What if you could compress that entire workflow into a single command that takes 2 minutes?

The Problem: GitHub Issue Management Takes Too Much Time

Here's what managing a complex feature traditionally looks like:

  1. Initial Decomposition (10-15 minutes):
  2. Read through the parent issue
  3. Manually create 3-5 sub-issues with proper formatting
  4. Set up a tracking PR with a status table
  5. Add Closes #XXX statements for each sub-issue
  6. Link everything together

  7. Ongoing Maintenance (5-10 minutes per update):

  8. Check which sub-issues are complete
  9. Update the status table in the tracking PR
  10. Verify all PRs are linked correctly
  11. Add new sub-issues when bugs are discovered
  12. Keep Closes statements synchronized

  13. Final Merge (5 minutes):

  14. Double-check all sub-issues are referenced
  15. Ensure nothing falls through the cracks
  16. Merge and hope GitHub auto-closes everything

Total overhead per feature: 30-45 minutes of pure administrative work. Multiply that by 10 features per month, and you've lost a full workday to GitHub bureaucracy.

The Solution: Systematic AI Augmentation Through Custom Skills

Instead of fighting with GitHub's UI or writing one-off scripts, I built a suite of Claude Code skills that encode best practices into reusable automation. These skills transform complex workflows into simple commands.

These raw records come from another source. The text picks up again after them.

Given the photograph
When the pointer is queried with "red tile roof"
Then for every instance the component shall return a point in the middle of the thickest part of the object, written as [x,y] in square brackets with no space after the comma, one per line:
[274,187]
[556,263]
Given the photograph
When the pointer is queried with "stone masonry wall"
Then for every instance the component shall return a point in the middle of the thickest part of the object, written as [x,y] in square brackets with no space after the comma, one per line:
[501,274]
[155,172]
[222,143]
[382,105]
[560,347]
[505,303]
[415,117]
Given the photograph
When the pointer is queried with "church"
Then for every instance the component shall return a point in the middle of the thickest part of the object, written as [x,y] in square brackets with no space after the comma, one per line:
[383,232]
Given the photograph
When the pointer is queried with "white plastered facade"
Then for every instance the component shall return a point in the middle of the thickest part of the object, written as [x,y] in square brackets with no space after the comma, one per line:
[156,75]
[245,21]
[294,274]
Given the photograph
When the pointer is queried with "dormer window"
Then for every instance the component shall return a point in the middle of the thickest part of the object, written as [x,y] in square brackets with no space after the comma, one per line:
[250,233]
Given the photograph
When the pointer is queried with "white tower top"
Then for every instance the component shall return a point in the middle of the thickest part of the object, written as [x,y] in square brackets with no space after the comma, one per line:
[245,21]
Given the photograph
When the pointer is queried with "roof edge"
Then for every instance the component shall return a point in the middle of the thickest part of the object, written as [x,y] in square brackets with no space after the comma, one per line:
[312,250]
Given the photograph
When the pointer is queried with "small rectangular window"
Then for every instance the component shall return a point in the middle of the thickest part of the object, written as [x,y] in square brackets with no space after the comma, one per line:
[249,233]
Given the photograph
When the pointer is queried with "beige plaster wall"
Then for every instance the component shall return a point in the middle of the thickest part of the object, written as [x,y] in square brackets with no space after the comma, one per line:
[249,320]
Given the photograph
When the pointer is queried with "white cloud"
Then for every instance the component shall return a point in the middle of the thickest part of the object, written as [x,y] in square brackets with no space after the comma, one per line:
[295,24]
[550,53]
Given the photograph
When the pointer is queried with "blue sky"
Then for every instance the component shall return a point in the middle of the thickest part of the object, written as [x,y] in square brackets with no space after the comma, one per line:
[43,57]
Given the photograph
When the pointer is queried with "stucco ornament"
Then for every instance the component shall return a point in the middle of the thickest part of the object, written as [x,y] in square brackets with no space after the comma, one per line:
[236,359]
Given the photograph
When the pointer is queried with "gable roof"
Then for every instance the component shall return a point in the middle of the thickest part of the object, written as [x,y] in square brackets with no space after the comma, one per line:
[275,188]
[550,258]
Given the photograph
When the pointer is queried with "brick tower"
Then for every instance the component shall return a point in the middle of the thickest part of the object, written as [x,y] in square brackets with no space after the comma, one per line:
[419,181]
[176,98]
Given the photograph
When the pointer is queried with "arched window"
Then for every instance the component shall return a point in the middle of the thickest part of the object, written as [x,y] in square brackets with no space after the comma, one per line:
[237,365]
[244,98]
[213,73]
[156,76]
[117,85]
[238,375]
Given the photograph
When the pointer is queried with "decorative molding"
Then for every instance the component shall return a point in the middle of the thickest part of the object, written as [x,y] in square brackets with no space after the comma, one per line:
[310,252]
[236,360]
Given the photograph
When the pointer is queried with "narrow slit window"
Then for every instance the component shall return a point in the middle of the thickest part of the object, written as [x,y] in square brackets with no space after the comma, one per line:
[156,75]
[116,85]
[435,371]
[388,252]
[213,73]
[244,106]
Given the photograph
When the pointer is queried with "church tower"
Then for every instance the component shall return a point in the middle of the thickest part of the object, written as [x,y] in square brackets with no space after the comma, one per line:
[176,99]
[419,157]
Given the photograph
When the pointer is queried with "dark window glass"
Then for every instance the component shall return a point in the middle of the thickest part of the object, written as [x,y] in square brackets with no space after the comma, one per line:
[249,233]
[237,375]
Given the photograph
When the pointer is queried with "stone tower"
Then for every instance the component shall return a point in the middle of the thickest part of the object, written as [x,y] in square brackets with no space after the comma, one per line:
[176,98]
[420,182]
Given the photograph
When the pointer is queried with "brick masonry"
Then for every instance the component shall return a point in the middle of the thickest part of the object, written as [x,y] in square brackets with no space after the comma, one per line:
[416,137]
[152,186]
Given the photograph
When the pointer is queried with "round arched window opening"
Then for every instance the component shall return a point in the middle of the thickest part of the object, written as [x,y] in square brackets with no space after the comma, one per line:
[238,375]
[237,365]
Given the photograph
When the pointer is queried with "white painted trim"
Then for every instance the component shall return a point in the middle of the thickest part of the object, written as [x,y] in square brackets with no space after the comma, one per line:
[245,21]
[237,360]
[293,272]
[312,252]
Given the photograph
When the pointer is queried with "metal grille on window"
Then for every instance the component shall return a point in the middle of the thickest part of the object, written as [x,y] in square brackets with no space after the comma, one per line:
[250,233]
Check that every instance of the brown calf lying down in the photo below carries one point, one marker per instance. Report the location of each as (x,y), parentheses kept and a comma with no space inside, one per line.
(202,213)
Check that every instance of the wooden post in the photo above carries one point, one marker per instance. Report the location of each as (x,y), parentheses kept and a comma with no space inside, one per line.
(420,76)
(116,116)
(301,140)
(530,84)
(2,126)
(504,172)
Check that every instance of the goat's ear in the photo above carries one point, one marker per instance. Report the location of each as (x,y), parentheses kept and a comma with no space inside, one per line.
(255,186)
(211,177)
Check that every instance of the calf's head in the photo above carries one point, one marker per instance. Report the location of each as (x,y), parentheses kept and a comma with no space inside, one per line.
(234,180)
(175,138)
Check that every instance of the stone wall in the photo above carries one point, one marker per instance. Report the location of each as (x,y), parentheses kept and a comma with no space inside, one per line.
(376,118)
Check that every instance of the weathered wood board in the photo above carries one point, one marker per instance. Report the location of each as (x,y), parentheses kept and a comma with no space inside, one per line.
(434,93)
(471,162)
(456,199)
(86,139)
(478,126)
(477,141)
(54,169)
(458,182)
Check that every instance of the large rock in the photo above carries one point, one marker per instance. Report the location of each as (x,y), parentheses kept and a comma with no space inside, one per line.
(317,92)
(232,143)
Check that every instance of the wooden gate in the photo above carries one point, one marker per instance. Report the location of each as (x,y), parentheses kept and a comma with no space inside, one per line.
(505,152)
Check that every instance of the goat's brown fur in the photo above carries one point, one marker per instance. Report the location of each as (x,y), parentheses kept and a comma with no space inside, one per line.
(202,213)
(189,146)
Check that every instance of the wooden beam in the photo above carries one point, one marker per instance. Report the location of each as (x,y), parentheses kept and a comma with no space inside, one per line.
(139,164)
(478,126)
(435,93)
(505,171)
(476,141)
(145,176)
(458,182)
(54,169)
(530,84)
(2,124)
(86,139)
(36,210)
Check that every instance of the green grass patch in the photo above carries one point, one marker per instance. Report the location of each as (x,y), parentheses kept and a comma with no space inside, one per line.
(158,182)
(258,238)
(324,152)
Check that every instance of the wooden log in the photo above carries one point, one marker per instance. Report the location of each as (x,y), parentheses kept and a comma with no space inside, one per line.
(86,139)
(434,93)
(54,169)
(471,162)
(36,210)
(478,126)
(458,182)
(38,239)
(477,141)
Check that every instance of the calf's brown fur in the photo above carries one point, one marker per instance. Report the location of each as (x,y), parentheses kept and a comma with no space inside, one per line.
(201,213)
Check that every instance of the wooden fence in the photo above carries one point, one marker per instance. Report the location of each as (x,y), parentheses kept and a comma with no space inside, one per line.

What Are Claude Code Skills?

Claude Code is Anthropic's CLI tool that brings Claude's AI capabilities directly into your terminal. Skills are markdown-based extensions that teach Claude new workflows. Think of them as specialized functions that Claude can execute on your behalf.

The key insight: AI augmentation requires systematic tooling, not ad-hoc prompts. Skills capture process knowledge and make it repeatable.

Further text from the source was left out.